Das Patent auf Methadon in der Krebstherapie ist für die Erfinder und Besitzer  derzeit ein Verlustgeschäft. Damit sich

ein Patent lohnt muss es entweder auslizensiert oder aber gewinnbringend verkauft werden. Das ist im Fall Methadon jedoch gar nicht nötig, da zugelassene Medikamente Off-Label genutzt werden können.

In einem gewissen Sinne hat Friesen also recht: Für ein Pharmaunternehmen wäre es nicht lohnend, Methadon als Krebstherapie zu erforschen und zuzulassen. Der potentielle Käufer oder Lizenznehmer müsste eine komplette klinische Entwicklung und Zulassungsstudie finanzieren, die zwischen 500 und 800 Millionen Euro kosten und 5-10 Jahre dauern kann. Ein Rückfluss dieses immensen Investments ist allerdings mehr als unsicher, selbst wenn die Therapie mit Methadon wirklich funktionieren würde. Zusätzlich wäre das Patent von Friesen und Kollegen bis zur Neuzulassung von Methadon als Krebsmedikament eventuell schon ausgelaufen oder die verbleibende Laufzeit wäre zu gering, um zumindest noch das investierte Geld zurück zu bekommen. Auch Generika-Hersteller würden schon im Markt warten.
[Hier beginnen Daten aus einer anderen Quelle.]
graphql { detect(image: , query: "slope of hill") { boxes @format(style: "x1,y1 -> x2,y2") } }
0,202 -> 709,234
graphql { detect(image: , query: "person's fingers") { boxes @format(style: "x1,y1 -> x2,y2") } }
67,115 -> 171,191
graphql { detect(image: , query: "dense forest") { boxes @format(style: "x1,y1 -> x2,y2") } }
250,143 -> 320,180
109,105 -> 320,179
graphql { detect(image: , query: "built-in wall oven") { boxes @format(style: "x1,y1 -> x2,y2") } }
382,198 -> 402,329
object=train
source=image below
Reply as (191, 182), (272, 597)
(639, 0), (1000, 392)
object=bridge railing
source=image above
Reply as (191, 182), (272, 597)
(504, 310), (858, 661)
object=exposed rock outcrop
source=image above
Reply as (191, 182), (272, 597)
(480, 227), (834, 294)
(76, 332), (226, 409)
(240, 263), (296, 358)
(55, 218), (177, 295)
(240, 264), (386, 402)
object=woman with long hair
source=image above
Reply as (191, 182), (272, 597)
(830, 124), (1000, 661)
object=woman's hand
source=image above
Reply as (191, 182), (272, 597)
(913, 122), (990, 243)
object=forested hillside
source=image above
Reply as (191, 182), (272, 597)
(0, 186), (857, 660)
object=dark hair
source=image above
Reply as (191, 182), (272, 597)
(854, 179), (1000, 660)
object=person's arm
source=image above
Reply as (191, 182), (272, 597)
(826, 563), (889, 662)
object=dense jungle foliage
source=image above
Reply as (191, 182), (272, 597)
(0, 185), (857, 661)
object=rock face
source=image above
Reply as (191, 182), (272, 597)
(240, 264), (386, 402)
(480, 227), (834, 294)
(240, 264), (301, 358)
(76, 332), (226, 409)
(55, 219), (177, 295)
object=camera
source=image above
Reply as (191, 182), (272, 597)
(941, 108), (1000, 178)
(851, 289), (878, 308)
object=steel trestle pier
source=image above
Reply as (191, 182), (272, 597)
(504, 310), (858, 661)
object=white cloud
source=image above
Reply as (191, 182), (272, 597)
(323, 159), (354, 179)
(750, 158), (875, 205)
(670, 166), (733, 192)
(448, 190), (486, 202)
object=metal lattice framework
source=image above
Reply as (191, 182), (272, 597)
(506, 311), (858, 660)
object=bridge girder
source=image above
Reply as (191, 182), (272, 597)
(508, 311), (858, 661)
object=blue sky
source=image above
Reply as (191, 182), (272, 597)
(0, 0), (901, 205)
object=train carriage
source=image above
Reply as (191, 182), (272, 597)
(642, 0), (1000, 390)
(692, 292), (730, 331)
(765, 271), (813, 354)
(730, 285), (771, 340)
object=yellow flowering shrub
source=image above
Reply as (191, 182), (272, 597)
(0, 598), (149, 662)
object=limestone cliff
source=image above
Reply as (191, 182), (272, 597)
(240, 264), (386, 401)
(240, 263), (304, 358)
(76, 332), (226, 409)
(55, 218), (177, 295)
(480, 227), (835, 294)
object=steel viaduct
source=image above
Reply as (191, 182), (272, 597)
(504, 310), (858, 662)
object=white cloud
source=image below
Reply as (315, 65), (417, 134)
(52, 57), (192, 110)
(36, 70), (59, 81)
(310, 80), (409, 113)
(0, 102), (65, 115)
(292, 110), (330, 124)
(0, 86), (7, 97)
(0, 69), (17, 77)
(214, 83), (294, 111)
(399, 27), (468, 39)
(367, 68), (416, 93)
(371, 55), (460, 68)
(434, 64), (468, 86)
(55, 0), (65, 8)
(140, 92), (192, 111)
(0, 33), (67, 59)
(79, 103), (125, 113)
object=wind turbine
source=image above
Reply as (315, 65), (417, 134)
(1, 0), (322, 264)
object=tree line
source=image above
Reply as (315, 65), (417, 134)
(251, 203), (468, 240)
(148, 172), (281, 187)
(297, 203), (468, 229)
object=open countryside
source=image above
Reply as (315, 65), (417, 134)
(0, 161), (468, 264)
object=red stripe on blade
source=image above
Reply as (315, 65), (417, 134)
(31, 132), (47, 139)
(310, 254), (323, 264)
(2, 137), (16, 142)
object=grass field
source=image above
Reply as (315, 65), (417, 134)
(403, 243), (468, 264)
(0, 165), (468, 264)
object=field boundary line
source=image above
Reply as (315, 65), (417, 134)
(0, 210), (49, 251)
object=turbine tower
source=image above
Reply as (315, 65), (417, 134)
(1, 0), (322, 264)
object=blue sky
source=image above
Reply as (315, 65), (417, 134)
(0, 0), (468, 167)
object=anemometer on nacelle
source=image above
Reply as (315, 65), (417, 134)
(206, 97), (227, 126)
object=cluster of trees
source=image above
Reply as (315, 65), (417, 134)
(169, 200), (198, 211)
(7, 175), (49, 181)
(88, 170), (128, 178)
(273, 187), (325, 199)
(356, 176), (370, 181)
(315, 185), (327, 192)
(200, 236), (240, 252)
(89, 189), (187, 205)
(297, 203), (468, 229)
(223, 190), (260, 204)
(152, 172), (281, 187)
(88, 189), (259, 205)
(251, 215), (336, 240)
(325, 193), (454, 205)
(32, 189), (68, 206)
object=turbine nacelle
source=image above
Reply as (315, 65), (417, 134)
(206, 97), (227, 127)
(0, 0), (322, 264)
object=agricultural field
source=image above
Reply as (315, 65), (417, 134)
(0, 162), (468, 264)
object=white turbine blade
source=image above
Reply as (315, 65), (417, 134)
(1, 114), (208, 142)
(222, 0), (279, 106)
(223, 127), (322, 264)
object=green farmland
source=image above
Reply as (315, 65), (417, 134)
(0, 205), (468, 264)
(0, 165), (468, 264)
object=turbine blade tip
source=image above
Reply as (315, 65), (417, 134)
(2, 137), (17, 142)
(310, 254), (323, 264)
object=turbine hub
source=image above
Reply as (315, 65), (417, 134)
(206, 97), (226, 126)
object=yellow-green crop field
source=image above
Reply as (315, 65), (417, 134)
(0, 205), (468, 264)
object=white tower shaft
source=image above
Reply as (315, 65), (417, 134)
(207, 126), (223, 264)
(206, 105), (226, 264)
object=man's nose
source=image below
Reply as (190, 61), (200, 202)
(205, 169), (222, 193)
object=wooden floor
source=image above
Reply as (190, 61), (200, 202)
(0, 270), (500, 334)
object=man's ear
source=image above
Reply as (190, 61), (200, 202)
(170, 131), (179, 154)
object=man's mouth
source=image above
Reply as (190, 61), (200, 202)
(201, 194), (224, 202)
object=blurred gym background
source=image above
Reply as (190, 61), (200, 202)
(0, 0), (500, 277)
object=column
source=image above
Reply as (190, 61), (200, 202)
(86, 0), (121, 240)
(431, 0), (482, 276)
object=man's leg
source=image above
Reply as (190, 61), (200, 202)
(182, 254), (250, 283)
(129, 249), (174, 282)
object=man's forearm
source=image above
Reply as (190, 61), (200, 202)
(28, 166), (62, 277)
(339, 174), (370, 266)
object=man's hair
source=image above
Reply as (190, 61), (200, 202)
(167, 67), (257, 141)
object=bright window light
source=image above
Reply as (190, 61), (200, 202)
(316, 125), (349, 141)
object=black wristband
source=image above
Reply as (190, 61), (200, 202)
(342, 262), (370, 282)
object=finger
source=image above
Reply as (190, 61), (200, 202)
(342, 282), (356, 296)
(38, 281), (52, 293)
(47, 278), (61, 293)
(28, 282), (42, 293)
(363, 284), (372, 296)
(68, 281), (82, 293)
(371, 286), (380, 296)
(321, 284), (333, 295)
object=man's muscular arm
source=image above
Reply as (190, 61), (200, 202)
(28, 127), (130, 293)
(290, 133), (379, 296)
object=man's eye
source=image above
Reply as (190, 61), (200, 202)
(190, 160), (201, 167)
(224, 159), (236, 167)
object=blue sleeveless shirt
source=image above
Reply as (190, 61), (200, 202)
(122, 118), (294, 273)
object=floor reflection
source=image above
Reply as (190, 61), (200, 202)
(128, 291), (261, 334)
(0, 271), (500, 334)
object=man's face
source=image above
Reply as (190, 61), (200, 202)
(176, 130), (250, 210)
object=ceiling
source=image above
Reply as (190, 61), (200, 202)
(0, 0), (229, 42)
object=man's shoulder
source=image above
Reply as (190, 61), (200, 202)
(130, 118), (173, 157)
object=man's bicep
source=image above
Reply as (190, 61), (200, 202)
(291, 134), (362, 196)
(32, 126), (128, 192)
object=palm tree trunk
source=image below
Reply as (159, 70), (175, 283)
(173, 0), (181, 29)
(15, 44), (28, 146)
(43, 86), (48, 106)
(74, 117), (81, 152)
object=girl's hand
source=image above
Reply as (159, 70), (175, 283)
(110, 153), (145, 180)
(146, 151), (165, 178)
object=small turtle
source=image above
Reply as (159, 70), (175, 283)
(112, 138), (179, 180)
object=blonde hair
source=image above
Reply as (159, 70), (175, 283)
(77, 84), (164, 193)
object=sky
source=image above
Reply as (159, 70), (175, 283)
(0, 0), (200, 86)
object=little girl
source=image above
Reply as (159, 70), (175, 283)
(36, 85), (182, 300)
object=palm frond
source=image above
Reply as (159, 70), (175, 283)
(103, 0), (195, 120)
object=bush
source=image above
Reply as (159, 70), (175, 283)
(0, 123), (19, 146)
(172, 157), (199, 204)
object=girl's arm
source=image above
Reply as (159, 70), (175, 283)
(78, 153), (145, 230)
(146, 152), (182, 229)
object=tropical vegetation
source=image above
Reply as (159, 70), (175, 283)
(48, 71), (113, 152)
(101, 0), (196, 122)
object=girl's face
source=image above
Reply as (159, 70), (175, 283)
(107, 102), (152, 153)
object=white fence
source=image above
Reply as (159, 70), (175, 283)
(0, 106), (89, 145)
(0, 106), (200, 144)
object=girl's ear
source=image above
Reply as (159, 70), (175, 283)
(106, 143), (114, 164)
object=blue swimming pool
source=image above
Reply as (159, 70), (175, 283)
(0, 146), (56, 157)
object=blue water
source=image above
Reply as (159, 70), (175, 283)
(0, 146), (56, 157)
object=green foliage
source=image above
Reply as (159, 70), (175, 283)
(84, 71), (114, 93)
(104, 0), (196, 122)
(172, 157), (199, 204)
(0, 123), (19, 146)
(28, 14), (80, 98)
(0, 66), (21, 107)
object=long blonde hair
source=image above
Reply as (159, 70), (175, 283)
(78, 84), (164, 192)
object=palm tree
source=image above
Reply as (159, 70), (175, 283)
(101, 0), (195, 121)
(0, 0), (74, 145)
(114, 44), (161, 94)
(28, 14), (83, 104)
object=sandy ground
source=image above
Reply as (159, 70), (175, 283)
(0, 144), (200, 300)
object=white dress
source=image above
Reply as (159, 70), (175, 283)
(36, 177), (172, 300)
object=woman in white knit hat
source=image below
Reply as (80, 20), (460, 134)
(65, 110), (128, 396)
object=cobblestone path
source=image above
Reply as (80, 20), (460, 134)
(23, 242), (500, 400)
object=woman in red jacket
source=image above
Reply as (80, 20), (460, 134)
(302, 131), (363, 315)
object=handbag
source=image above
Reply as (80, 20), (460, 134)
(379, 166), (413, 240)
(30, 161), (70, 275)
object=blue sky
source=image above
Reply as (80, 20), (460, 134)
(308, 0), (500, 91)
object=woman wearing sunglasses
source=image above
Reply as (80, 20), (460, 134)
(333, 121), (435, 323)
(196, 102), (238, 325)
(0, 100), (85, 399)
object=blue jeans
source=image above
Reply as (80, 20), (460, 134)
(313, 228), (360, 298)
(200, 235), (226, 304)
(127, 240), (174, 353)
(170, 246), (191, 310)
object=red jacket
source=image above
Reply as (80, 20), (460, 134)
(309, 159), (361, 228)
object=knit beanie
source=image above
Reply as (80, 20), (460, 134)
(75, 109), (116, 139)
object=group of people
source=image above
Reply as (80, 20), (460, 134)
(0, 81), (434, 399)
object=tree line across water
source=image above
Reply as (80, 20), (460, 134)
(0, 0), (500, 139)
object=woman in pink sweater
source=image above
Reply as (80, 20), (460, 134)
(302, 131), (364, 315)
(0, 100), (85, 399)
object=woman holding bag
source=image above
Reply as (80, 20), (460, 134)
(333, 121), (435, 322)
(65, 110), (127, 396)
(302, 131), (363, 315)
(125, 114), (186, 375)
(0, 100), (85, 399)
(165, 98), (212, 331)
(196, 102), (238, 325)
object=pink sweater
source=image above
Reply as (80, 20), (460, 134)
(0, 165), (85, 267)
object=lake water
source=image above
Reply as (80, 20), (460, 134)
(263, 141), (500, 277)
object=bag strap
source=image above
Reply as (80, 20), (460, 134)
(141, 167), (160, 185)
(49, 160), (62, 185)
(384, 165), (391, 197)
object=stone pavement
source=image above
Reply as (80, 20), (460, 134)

Die emotional geführte Debatte um Methadon mit ihren Vorwürfen von Profitgier und Menschenverachtung fördert aber vor allem eines: Sie untergräbt das Vertrauen in Ärzte, die Arzneimittelhersteller und damit in die evidenzbasierte Medizin. Sie treibt Patienten geradezu in die Arme der Quacksalber, welche medizinische  Ergebnisse nach ihren Gunsten auslegen und sich falsche oder falsch interpretierte Informationen zunutze machen. So ist der Fall Methadon nah an einer Verschwörungstheorie, nicht zuletzt gefördert durch die einseitige und unkritische Berichterstattung.